Doctors in Pennsylvania have expressed concern that this would interfere with their relationships with patients, and with attempts to gain a better understanding of broader public health matters as they relate to oil and gas drilling. And the president of the Pennsylvania Medical Society, Dr. Marilyn J. Heine, has also spoken out about the need for more information in the state as concerns about public health have increased. “We have no definitive answers to these questions because we lack data,” she wrote in an op-ed last month.

But doctors in the national public health community are also worried about what the new law might mean. The provision “compromises both individual patient well-being and public health,” said Dr. Jerome A. Paulson, director of the Mid-Atlantic Center for Children’s Health & the Environment at Children’s National Medical Center in Washington, DC, which serves Pennsylvania, Delaware, Maryland, Virginia, and West Virginia. His group has been concerned about unconventional gas extraction the past few years and has been gathering information for families and for health professionals, he said.
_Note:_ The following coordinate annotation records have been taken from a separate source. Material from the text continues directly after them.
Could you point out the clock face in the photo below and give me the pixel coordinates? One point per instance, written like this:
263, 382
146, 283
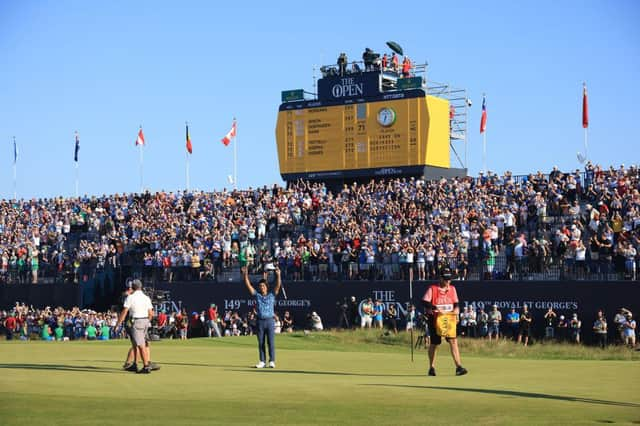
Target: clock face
386, 117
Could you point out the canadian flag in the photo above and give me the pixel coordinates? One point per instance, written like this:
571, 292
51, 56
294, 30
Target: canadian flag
140, 140
232, 134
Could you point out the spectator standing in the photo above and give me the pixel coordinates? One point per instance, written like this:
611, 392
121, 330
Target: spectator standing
513, 322
600, 329
212, 321
495, 318
483, 323
287, 322
366, 313
525, 325
562, 329
378, 310
574, 326
550, 319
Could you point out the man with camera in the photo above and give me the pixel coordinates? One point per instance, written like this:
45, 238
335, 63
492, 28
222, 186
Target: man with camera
441, 302
265, 302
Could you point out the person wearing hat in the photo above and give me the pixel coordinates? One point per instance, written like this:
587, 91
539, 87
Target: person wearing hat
212, 321
139, 306
439, 299
495, 318
629, 330
265, 302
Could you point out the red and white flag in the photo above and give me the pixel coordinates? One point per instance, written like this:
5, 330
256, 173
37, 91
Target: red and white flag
140, 140
232, 134
483, 118
585, 107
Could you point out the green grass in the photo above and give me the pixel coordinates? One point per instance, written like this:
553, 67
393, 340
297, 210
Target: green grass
328, 378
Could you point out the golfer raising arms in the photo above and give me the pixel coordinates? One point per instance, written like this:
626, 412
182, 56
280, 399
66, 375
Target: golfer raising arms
265, 302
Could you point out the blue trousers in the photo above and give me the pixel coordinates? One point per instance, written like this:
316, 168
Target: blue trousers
266, 328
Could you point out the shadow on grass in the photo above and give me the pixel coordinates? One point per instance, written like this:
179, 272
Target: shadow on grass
60, 367
180, 364
519, 394
322, 373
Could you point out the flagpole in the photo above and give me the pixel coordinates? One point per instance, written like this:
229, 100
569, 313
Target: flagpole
140, 146
586, 146
484, 151
77, 185
586, 128
413, 322
187, 154
75, 158
235, 158
15, 170
141, 169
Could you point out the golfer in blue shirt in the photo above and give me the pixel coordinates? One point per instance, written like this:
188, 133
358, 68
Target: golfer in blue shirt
265, 302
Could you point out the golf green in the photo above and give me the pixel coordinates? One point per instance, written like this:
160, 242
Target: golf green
211, 381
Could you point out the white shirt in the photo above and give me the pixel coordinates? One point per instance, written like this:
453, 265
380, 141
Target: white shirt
138, 304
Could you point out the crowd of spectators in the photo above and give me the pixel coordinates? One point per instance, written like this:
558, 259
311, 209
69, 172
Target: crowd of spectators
59, 324
557, 225
26, 323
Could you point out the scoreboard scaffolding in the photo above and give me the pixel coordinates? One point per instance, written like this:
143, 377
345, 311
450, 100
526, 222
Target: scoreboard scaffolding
368, 124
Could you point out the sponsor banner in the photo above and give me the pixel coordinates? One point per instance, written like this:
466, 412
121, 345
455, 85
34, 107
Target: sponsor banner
326, 298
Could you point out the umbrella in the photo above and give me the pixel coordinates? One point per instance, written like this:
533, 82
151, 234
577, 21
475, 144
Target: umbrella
395, 47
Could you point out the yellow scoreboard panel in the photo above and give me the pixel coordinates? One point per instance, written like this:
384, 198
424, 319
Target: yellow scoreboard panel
385, 133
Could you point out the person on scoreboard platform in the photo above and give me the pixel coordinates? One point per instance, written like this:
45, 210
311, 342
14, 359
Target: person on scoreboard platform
342, 64
394, 62
441, 302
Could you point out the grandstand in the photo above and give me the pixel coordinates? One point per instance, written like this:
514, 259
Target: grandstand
487, 228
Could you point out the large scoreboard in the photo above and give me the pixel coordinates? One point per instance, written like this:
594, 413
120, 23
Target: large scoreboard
384, 134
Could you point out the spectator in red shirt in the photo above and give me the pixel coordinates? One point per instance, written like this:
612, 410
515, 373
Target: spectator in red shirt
212, 321
10, 326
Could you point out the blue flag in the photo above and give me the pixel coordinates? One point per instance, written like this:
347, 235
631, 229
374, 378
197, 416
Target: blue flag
75, 153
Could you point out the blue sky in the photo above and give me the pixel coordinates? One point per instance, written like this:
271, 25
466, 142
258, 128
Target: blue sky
106, 68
Pennsylvania’s new law could interfere with that work.

Doctors would be forced to decide whether to sign a confidentiality agreement that would prevent them from sharing necessary information with patients, or not sign it—and then not have access to that information at all. “It’s an untenable situation for a health professionals,” said Paulson. “It really goes against our standard ways of getting and gathering information, and it goes against moral and ethical responsibilities for protecting the public health.”